Globus - core-unit-bioinformatics/knowledge-base GitHub Wiki
Their own description and basic funding info:
"Globus is a non-profit service for secure, reliable research data management.
With Globus, subscribers can move, share, & discover data via a single
interface – whether your files live on a supercomputer, lab cluster,
tape archive, public cloud or your laptop, you can manage this data
from anywhere, using your existing identities, via just a web browser.
[...]
Globus is a group at the University of Chicago that develops and operates
a non-profit service for use by the research community.
[...]
Globus products and services are developed and operated by the
University of Chicago and Argonne National Laboratory,
supported by funding from the Department of Energy,
the National Science Foundation, and the National Institutes of Health"

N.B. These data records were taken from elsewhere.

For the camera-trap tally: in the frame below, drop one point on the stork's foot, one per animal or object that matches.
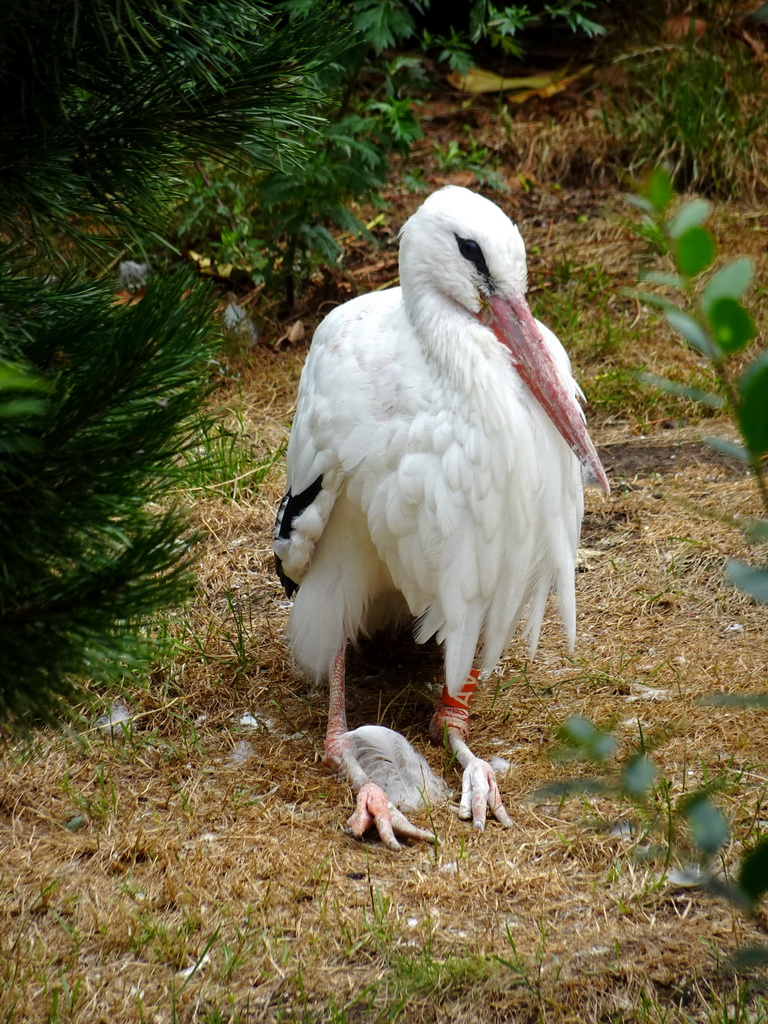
(480, 795)
(375, 808)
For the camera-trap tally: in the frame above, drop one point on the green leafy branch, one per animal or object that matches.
(713, 321)
(637, 778)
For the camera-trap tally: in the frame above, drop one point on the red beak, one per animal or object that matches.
(513, 324)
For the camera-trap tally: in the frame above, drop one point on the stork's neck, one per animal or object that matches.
(463, 354)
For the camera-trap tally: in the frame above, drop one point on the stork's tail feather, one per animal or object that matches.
(391, 762)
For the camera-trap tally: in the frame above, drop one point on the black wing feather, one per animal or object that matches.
(290, 508)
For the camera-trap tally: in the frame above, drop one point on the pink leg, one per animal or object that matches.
(373, 805)
(479, 788)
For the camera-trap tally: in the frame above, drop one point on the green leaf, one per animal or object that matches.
(753, 871)
(640, 203)
(752, 581)
(658, 189)
(708, 826)
(683, 390)
(693, 333)
(694, 251)
(666, 280)
(753, 408)
(650, 298)
(638, 775)
(730, 282)
(756, 529)
(748, 957)
(732, 327)
(691, 215)
(731, 449)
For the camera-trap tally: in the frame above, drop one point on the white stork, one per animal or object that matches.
(434, 474)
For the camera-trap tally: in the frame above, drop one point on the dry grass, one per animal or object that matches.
(190, 838)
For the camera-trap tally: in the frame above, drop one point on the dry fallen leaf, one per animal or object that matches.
(477, 80)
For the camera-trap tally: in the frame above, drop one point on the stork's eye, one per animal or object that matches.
(471, 251)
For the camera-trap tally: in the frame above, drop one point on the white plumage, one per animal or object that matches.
(431, 466)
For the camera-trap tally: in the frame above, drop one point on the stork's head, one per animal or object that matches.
(460, 252)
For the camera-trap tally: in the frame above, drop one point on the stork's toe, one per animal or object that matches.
(375, 809)
(480, 795)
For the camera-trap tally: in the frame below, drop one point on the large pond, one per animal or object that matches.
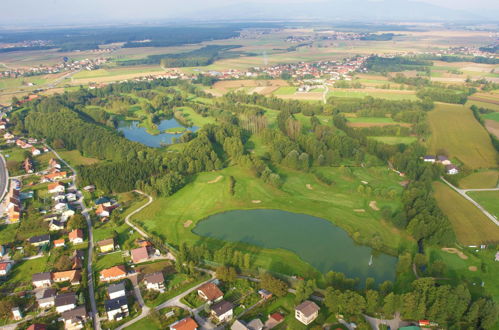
(134, 132)
(315, 240)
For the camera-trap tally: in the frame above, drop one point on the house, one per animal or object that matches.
(306, 312)
(5, 268)
(113, 274)
(429, 159)
(75, 318)
(185, 324)
(139, 255)
(106, 245)
(56, 225)
(451, 169)
(39, 240)
(155, 281)
(210, 292)
(65, 302)
(116, 290)
(222, 311)
(76, 236)
(41, 280)
(59, 242)
(116, 309)
(72, 276)
(56, 187)
(273, 320)
(45, 298)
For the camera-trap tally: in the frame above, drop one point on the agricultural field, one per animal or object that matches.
(465, 139)
(471, 226)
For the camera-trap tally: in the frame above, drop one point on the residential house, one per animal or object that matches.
(451, 169)
(116, 290)
(155, 281)
(185, 324)
(39, 240)
(76, 236)
(75, 318)
(65, 302)
(73, 276)
(106, 245)
(139, 255)
(45, 298)
(56, 187)
(306, 312)
(222, 311)
(41, 280)
(5, 267)
(59, 242)
(113, 274)
(116, 309)
(210, 292)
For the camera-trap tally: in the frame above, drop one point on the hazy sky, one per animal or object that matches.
(54, 12)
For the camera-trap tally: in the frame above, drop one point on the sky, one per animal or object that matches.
(63, 12)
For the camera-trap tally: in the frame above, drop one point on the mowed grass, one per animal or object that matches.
(471, 226)
(393, 140)
(169, 217)
(455, 131)
(488, 199)
(480, 180)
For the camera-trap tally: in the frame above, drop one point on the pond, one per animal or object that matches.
(315, 240)
(134, 132)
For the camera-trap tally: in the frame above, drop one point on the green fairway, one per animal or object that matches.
(488, 199)
(339, 203)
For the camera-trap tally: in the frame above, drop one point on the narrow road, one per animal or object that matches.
(471, 200)
(84, 212)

By default, only the $HOME
folder is readable/writable
after setting up a new personal endpoint on a machine
(say, your laptop). You can make additional folders
accessible for Globus by editing this file:
$HOME/.globusonline/lta/config-paths
- make sure the
globus
executable is available- for example, on HPC environments, this could require
loading an environment module
like this:
module load Globus
- for example, on HPC environments, this could require
loading an environment module
like this:
- run
globus login --no-local-server
and follow the login instructions - search for the endpoint ID of the source for the transfer:
globus endpoint search "endpoint keywords"
- for example:
globus endpoint search "shared ebi public"
- result UUID:
fd9c190c-b824-11e9-98d7-0a63aa6b37da
- we will refer to this as UUID-SRC in the following
- for convenience, export the UUID as a variable
export SOURCE=UUID-SRC
- search for the endpoint ID of the target for the transfer
- (same as above)
- for example:
globus endpoint search "hilbert storage"
- result UUID:
51a7a935-3716-4096-8d1c-b3f5abbc7544
- we will refer to this as UUID-TRG in the following
- for convenience, export the UUID as a variable
export TARGET=UUID-TRG
- prepare a file listing input/output pairs:
- one file pair per line
- first, specify the source path, i.e. the path to the file on the source Globus endpoint
- second, specify the target path, i.e., the path to the file on the target (destination) endpoint
source/path/file target/path/file
- note that the target path is relative to the working directory in which you execute Globus
- save all entries in a text file, e.g.,
file_pairs.txt
- initiate the transfer as follows:
globus transfer $SOURCE $TARGET:$PWD --batch --dry-run < file_pairs.txt
- this command will print the complete list of file transfers
- omit the
--dry-run
option to actually start the transfer
File paths can be found in the file report of an accessioned entry, and look like this:
ftp://ftp.sra.ebi.ac.uk/vol1/fastq/ERR323/000/ERR3239740/ERR3239740_1.fastq.gz
The same file can be located on the EBI/ENA Globus under this path:
/gridftp/ena/fastq/ERR323/000/ERR3239740/ERR3239740_1.fastq.gz
Note the simple change in the path prefix that distinguishes the FTP from the Globus location.